Posted by bob in Reviews on September 23rd, 2008

I always wonder about the taste and training of people who review horror movies at other sites.  Often I wonder if we’re watching the same movie.  Such is the case with Five Across the Eyes, released on DVD today by Anchor Bay.  The film, shot for next to nothing, attempts to do an in-your-face horror movie but all you really get is dark, shaky noise.

Five teenage girls are lost after a high school event and wander onto roads unfamiliar to them.  After a fender bender, they flee the scene and later seem to be tracked by an SUV with one headlight and a whacked-out driver bent on revenge.  Can they find their way home before the driver, a woman with a riffle, gets to them first?

Well, she gets to them repeatedly and inflicts unghastly horrors upon them.  What does she do, and how does she do them?  That’s awfully hard to tell in the underlit movie, co-directed by Greg Swinson and Ryan Thiessen.  The girls encounter the woman, shriek a lot, run around a lot, and wind up escaping a little bloodier and a little dirtier for their efforts but exactly what happens is murky.

The worst problem is that Swinson’s screenplay does so little to make the five girls distinctive so they’re all bitchy, they’re all screaming and none of them can act.  We have no idea what they’re saying to one another more than half the time and the rest we can discern and discover we could care less.

There’s the whole notion that five teenagers today would be caught without a single cell phone or that they’d be coming home from high school and find themselves in totally unfamiliar surroundings.  And why the bleak, desolate area they’re riding in is called The Eyes remains unexplained.

Shot on video with handheld cameras, the herky-jerky feel grows tedious as you lose focus on what’s happening, where and to whom.  As we discover the gruesome things the stalker has done to the others, she grows in our mind as a real threat, but things like whys and wherefores are never forthcoming.
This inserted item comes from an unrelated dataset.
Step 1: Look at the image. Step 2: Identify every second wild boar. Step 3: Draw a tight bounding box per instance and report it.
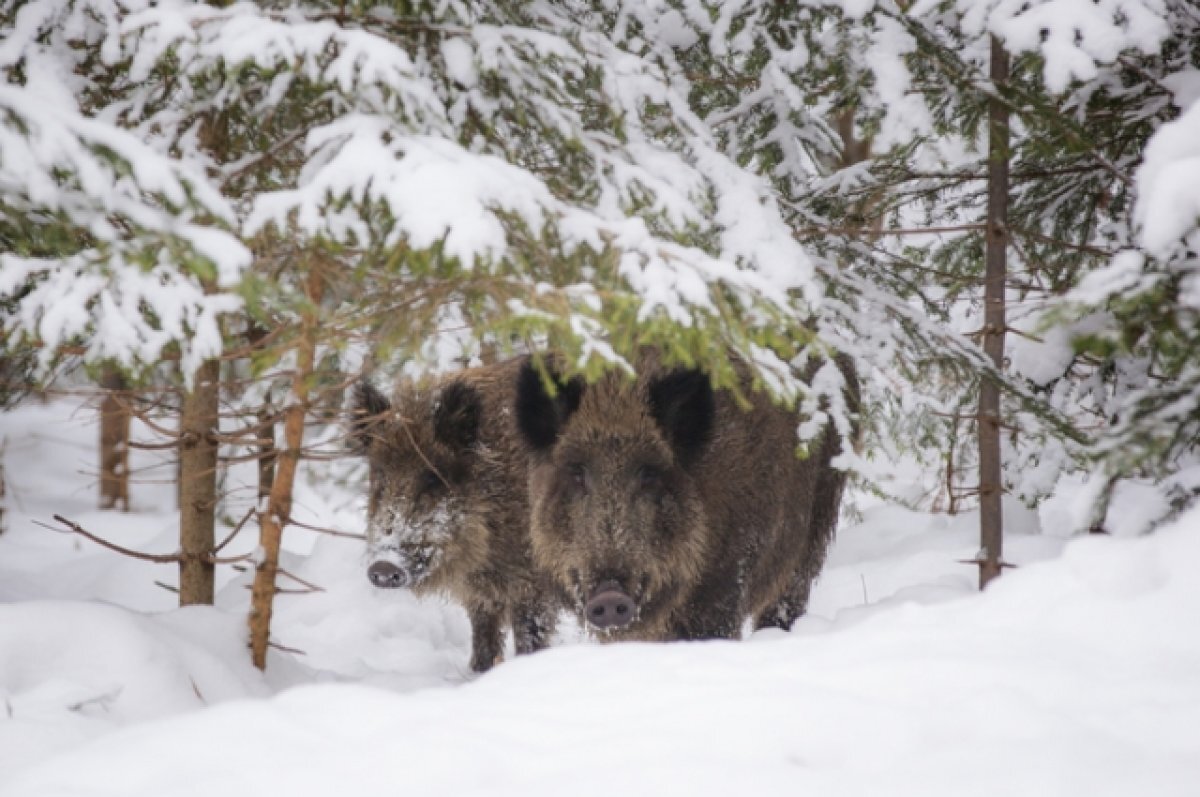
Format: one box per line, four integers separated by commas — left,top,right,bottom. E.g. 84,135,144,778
516,358,858,641
352,360,557,672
The violence is unbelievably marred by unrealistic makeup effects to match the shrieking dialogue.  Every time the girls drive away, their hunter always manages to find them but always is coming out of the shadows which makes little sense given her headlight, backlights and sound of tires on gravel.  Our sense of disbelief is never put on the shelf and we’re constantly stopping to wonder how this could be.

And let’s face it, any movie that has five girls stripping down and showing nothing to the audience is an unforgivable cheat.

The ambition is not matched by the execution and all in all, this is a wasted effort and 90 minutes you won’t get back.